Research

Shifting paradigm in bronchiectasis: Q&A on neutrophil extracellular traps and targeting inflammation


Research on the importance of neutrophil extracellular traps (NETs) in bronchiectasis is gaining ground, with a recent Lancet paper finding NETs to be a key marker of disease severity and treatment.

the limbic caught up with senior author Professor James Chalmers, Consultant Respiratory Physician at the University of Dundee and lead author Holly Keir, who won the British Thoracic Society Early Career Investigator Award at the 2021 BTS Winter Meeting, to find out more.

Why is better understanding of NET formation potentially so important in bronchiectasis?

JC: There are no licensed treatments for bronchiectasis and no proven anti-inflammatory drugs. We urgently need to identify new non-antibiotic treatments. To the best of our knowledge, this is the first study that identified NET formation in bronchiectasis as the dominant inflammatory pattern in severe bronchiectasis, highlighting a potential therapeutic target.

HK: Targeting NETosis may theoretically reduce a broad range of neutrophil and downstream inflammatory mediators without compromising neutrophil recruitment and function. Trials of therapies that can target this mechanism are already underway.

Your paper in The Lancet helps to bridge that gap between laboratory science and what is happening with patients.
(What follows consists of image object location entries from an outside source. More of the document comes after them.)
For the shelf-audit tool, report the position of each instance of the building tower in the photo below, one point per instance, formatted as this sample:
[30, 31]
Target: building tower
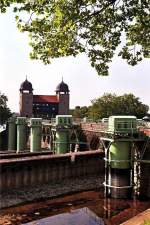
[26, 99]
[62, 92]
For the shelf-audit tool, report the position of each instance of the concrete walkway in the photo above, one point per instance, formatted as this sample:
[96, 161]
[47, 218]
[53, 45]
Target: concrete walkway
[139, 219]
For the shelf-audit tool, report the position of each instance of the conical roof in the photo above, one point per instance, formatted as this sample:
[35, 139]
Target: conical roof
[26, 86]
[62, 87]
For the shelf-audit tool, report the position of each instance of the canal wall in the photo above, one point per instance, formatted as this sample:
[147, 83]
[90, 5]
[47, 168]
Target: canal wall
[38, 170]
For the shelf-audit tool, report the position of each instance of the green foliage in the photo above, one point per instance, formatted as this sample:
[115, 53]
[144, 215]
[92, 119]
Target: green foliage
[80, 112]
[111, 104]
[69, 27]
[4, 110]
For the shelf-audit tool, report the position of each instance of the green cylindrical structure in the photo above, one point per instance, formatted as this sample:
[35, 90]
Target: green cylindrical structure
[119, 152]
[36, 134]
[62, 141]
[21, 133]
[12, 133]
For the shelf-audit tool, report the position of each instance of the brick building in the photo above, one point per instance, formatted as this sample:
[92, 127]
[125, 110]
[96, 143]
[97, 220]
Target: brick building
[44, 106]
Can you quickly explain what this study showed that we didn’t know or weren’t completely clear about before?

HK: Clinicians have been very focused on structural lung damage and infection in bronchiectasis, but inflammation has been largely ignored as it is difficult to study.

This research identifies, for the first time, NET formation in the lungs of patients with bronchiectasis and demonstrates that the presence of NETs is associated with disease severity, severe exacerbations and mortality. Additionally, NET levels can be reduced through macrolide and antibiotic therapies, leading to improved outcomes for patients.

JC: It is a laboratory study with important implications for patients – firstly, outcomes are linked to inflammation which means treatment needs to be focused on reducing inflammation, a concept that transformed the field of asthma for example, but which is not currently considered in bronchiectasis.

Secondly, we offer a potential answer to why antibiotics and macrolides improve symptoms in bronchiectasis by showing that they reduce NETs. Knowing this will help us target these treatments better as well as supporting the development of new treatments.

What do we still need more information/evidence on regarding the formation of NETs in bronchiectasis? What do we still not fully understand?

HK: We don’t yet fully know why neutrophils from patients with bronchiectasis form NETs. Understanding this would make it easier to develop new treatments. It is likely that infection is a key driver as in this study we demonstrate an association between NET formation and proteobacteria, Pseudomonas and Haemophilus.

We show that reducing bacterial load correlated with a reduction in NET levels, suggesting that proteobacteria may drive NET formation which is consistent with previous literature. This is, however, only likely to be part of the story.

What are the implications for using these markers? Might they be used to diagnose and direct treatment?

JC: This study identifies a subset of patients with P. aeruginosa infection and high NET levels, who respond positively to macrolide treatment through anti-inflammatory effects. This, along with other data, suggests that for patients with P. aeruginosa infection and frequent exacerbations macrolides should be considered for macrolide treatment.

Looking to the future, there are already indirect measures of NETs such as point of care testing for neutrophil elastase that are in development, so although we can’t yet measure NETs and inflammation directly in the clinic, this may be possible in the near future.

In the longer term what are the potential treatment implications for patients with bronchiectasis?

JC: It is a really exciting time for bronchiectasis. A recent randomised study of DPP1 inhibition in bronchiectasis showed for the first time the benefit of directly targeting neutrophilic inflammation, opening up a completely new method of treatment for the disease. In this study, time to first exacerbation was significantly prolonged using an anti-inflammatory treatment compared to placebo.

HK: Our study demonstrates the mechanistic basis for this therapy and suggests alternative immunomodulatory treatments that target NETs could also be effective. This needs to be demonstrated in future trials, but given the orphan nature of bronchiectasis it is very encouraging that we now understand much more about how inflammation influences the severity of disease and how treatments are working to improve symptoms and reduce exacerbations.